The Lopez Library and Kwiaht will be co-hosting a special evening program that includes dessert waffles and bat detecting. “Breakfast with Bats & Moths” will be at the Library on Wednesday, August 21st at 7:30pm. Join Kwiaht researchers for breakfast food at the time when bats and other nocturnal animals are just waking up and becoming active.

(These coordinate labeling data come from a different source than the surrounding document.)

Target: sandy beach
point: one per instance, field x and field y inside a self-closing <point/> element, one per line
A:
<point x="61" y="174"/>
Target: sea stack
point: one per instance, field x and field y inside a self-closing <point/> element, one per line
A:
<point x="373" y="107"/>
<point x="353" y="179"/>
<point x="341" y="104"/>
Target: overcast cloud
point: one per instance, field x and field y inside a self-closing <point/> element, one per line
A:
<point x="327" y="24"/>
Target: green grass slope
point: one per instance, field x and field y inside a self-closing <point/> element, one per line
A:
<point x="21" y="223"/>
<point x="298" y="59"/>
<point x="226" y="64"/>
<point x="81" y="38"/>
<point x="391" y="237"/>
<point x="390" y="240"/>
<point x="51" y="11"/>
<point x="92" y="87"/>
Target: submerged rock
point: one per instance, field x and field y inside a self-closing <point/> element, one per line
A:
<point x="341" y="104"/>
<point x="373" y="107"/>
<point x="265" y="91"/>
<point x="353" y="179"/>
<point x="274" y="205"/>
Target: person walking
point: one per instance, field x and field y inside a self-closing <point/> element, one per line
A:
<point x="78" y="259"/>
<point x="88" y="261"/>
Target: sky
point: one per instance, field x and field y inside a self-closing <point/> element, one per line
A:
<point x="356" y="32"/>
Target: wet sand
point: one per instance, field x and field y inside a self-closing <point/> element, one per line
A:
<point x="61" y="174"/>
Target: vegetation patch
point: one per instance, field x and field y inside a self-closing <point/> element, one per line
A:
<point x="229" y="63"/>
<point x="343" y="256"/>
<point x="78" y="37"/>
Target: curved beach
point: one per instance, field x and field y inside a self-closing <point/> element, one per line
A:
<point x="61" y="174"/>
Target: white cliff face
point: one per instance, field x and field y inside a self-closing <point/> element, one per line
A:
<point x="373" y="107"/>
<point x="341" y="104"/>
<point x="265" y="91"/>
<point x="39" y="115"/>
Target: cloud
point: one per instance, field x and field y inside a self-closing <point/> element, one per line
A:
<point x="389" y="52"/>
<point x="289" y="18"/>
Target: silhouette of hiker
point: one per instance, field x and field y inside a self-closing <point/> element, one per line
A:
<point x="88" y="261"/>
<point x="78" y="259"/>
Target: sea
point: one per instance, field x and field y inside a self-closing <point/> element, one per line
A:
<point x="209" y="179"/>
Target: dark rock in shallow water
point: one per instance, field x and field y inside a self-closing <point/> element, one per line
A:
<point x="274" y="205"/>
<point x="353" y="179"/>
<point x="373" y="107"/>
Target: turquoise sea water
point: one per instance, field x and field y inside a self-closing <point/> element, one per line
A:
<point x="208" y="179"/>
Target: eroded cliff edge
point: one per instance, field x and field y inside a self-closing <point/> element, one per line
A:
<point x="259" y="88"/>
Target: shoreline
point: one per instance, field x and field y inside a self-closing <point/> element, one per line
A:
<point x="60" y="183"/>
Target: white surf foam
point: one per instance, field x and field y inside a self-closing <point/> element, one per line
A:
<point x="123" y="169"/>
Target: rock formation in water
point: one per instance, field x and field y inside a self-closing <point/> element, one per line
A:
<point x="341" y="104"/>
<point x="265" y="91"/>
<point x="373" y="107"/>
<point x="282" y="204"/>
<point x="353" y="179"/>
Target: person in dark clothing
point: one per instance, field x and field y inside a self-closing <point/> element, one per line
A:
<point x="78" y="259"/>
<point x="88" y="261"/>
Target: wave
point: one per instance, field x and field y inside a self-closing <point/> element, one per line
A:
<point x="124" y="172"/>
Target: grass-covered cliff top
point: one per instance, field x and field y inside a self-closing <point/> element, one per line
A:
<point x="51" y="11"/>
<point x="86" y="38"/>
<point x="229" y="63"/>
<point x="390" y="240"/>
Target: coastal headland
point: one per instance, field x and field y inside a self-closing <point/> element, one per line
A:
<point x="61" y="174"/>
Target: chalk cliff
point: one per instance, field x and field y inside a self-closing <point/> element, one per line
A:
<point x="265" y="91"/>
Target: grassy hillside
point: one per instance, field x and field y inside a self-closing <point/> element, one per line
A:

The program will begin inside the Library meeting room, with food and a brief lecture about Lopez bats. Then, as dusk sets in, we will head outside and eavesdrop on nearby bats with Kwiaht’s new bat detector. Because bats come out at night and are seemingly silent to our ears, it’s easy to miss or overlook them. In fact, every evening as darkness falls, the skies above Lopez Island are filled with thousands of bats. Bats are the most abundant and diverse mammals in San Juan County. Kwiaht director Russel Barsh has been studying the islands’ bats since 2011. “There had only been one previous survey of island bat diversity,” Barsh says. “It was published in 1940 by a University of Washington undergraduate student named Walter Dalquest. He used a shotgun to collect specimens, while summering on San Juan Island.” Thanks to advancements in bat detecting technologies, more humane and efficient data collection is now possible. “Twenty years ago,” Barsh says, “a researcher might spend a few weeks camped out by a pond, recording and trapping some bats each night; while today, an electronic device records bats nightly all year and thousands of digital records can be identified by software in an hour or two.” One of the major advantages of newer, weatherproof recorders, he adds, has been documenting activity in the colder, stormier months in the San Juan Islands. “This is how we learned that island bats tend to disperse, rather than hibernate or migrate in winter.” Since 2015, Kwiaht researchers have installed five fixed-position bat recorders on Lopez, San Juan, and Orcas Islands, in an attempt to gain a more accurate estimate of bats’ numbers and health in the islands. Over 250,000 bat flyovers have already been recorded and identified. “One thing that surprised us,” Barsh says, “is that bats move around frequently from habitat to habitat, and even island to island. Some species stick around a particular lake, wetland or field for just a few weeks each year, presumably tying their visits to the emergence of swarming insects.”
The latest innovation in bat research is a miniature, ultrasound microphone that can plug into a smart phone, with an app that identifies bats in real time on the fly. One of these devices will be used at the Library event on August 21st at 7:30pm. The program is free, and waffles will be provided. All ages are welcome. See you there!